Mittwoch, 24. Juli 2024

Stefan Zweig - Joseph Fouché (Bildnis eines politischen Menschen)

 

Autor:

Dieser jüdisch-österreichische Schriftsteller gehörte im frühen 20. Jahrhundert zu den populärsten deutschsprachigen Schriftstellern. Er wurde geboren 1881 in Wien und schied 1942 freiwillig aus dem Leben in seinem brasilianischen Exil, nachdem er bereits 1934 seine Heimat verlassen in Richtung London verlassen hat. Zweig gehörte während des nationalsozialistischen Terrors zu den verbotenen Autoren. Er war ein glühender Pazifist, was sicherlich in den schlimmen Kriegszeiten seine Depressionen gefördert hat. Zu seinen bekanntesten Werken gehört sicherlich die Schachnovelle oder die verfilmte Novelle 'Brennendes Geheimnis' sowie sein einziger vollendeter Roman 'Ungeduld des Herzens. Er schrieb auch zahlreiche historische Miniaturen und einige romanhafte Biografien wie eben dieses Buch. In vielen seiner Werke geht es um Tragik, Drama, Melancholie und Resignation.

Buch:

1929 erschien dieses Werk über das Leben des französischen Politiker Joseph Fouché, der zur Zeit der französischen Revolution und in der Kaiserzeit danach ein überaus einflussreicher Mann war. Da andere Werke Zweigs viel bekannter sind oder aber mir geläufigere historische Personen porträtierten, habe ich bislang immer einen Bogen um die Lektüre gemacht. Da ich mir aber gerade die Geschichte der französischen Revolution wieder neu erschlossen habe, soll dieses Buch das Thema vertiefen.

Inhalt und Rezeption:

Bereits im Vorwort wird eine zeitgenössische Einschätzung über den Machiavellisten Fouché gegeben (Verräter, Intrigant, Reptiliennatur usw). aber bereits Balzac hat diesen Mann als den psychologisch interessantesten Charakter seines Jahrhunderts gesehen. 

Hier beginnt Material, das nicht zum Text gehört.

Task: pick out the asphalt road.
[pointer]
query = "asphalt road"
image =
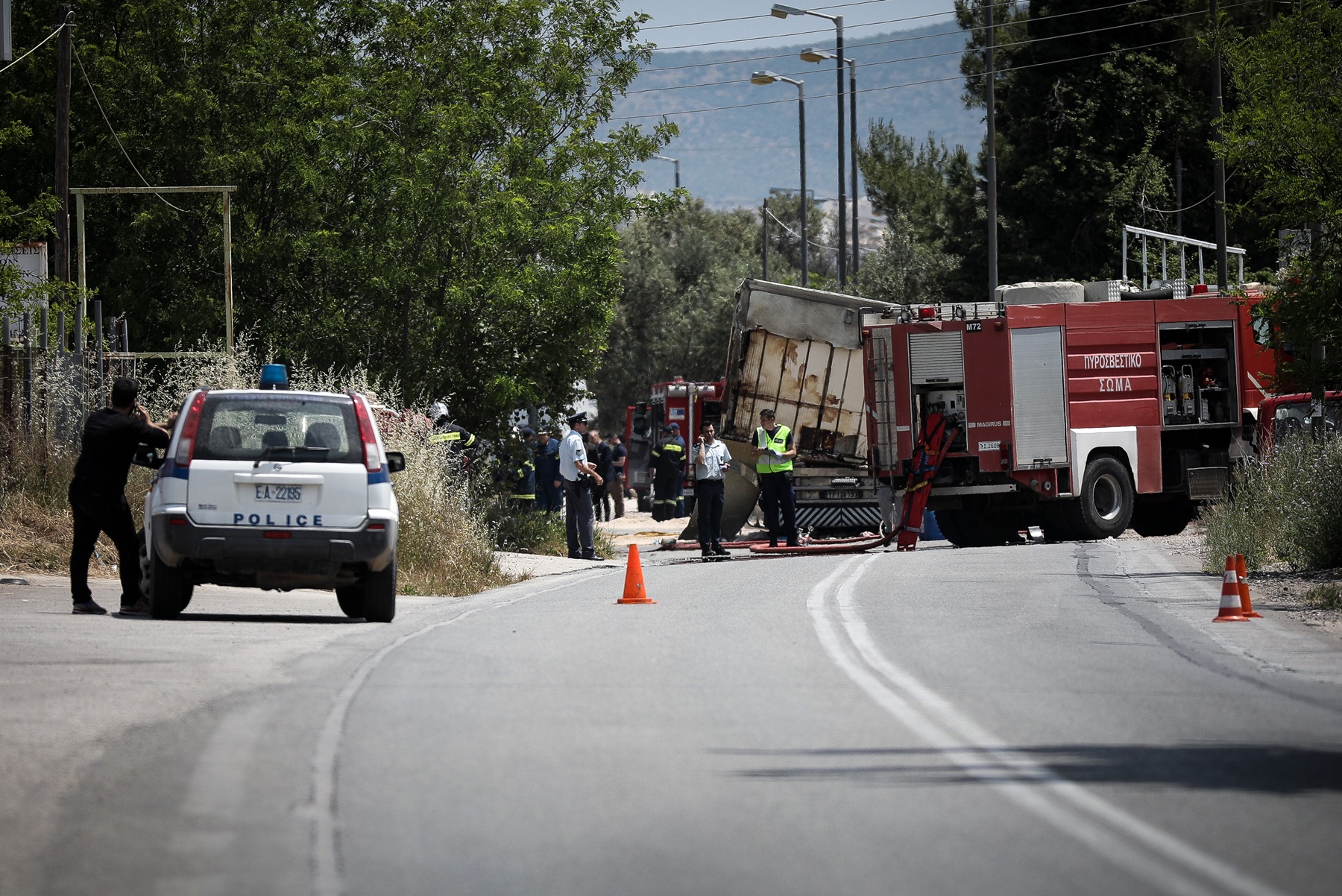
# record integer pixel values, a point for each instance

Fouché wurde 1759 in Nantes geboren als Sohn einer Fischerfamilie, Bildung und damit nicht-handwerkliche Tätigkeiten schienen ihm damit zunächst verwehrt in der ständegeprägten Gesellschaft im Frankreich des 18. Jahrhunderts. Bleibt die Kirche, in der er 10 Jahre ausgebildet wird und als Lehrer tätig ist (in Arras). Aber das Gelübde, Priester zu werden, das verweigert er. Was ihm für seine Zukunft bleibt ist erlernte Selbstdisziplin sowie ausgeprägte rhetorische Fähigkeiten. In einem Salon, in dem sich die so genannten 'Rosati' treffen, lernt er früh Robespierre kennen, der Ende der 1770er Jahre noch ein einfacher Anwalt war, und freundet sich mit ihm an. Aufgrund umtriebiger Vorschläge in seinem Kloster wird er zurück nach Nantes abgeschoben, gibt dort legt er aber schnell die Soutane ab und geht in die Politik. Er heiratet, um im Bürgertum mitmischen zu können. Und dann lässt er sich als Kandidat für den Konvent aufstellen, die gesetzgebende Versammlung Frankreichs.

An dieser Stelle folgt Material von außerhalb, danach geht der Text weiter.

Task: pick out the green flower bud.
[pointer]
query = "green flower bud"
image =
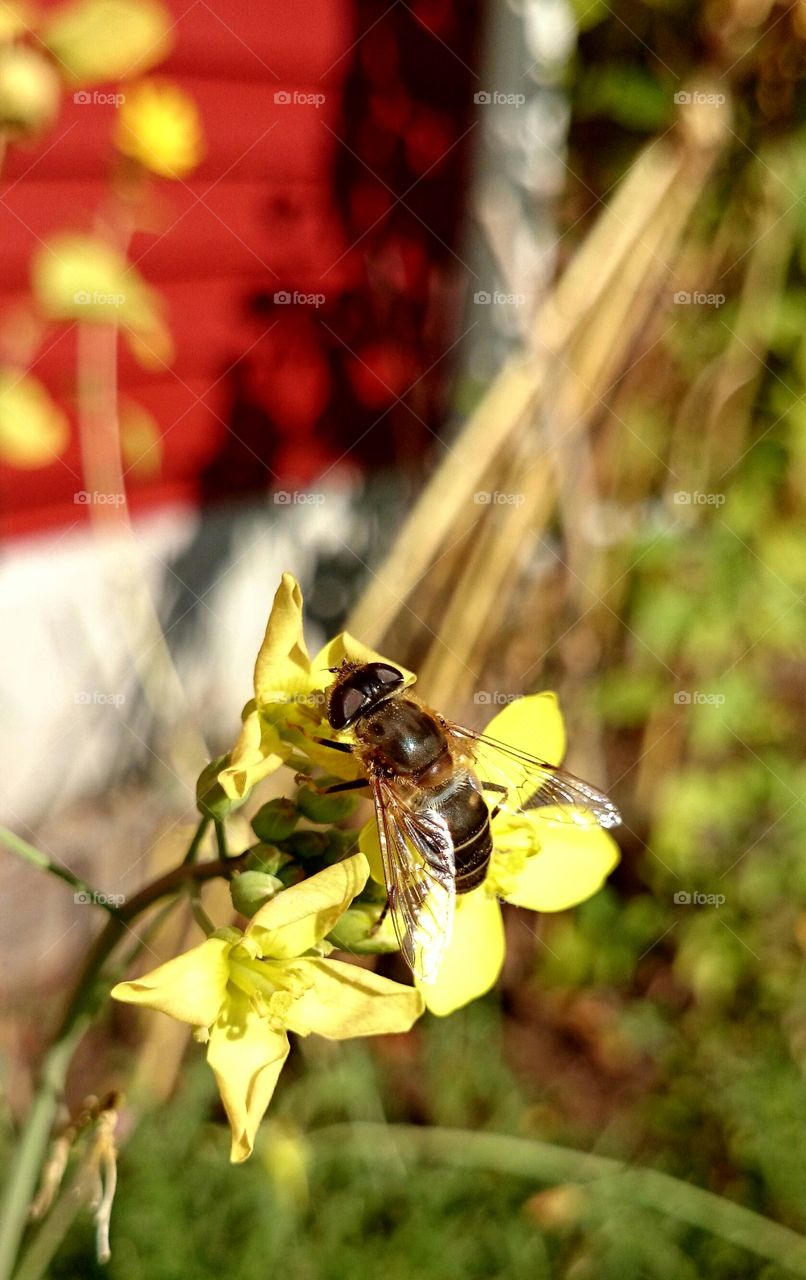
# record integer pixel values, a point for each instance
(266, 858)
(323, 808)
(210, 798)
(355, 931)
(251, 890)
(275, 821)
(308, 844)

Der erste Teil der Revolution war zu diesem Zeitpunkt (1791) schon geschehen, jetzt geht es um die künftige politische Ausrichtung der Republik. Auf der einen Seite die gemäßigten Girondisten, unter der Führung von Condorcet und Roland, auf der anderen Seite die Vertreter des Proletariats unter der Führung von Marat, Danton und Robespierre, die die Revolution weiter führen wollen. Fouché folgt wie immer der zu erwartenden Mehrheit und gesellt sich zu den ersteren. Damit endet die Freundschaft zu Robespierre endgültig. Auch wenn Fouché bei der Abstimmung über Leben oder Tod für den König Ludwig XVI sich auf die Seite der Aufrührer stellt. 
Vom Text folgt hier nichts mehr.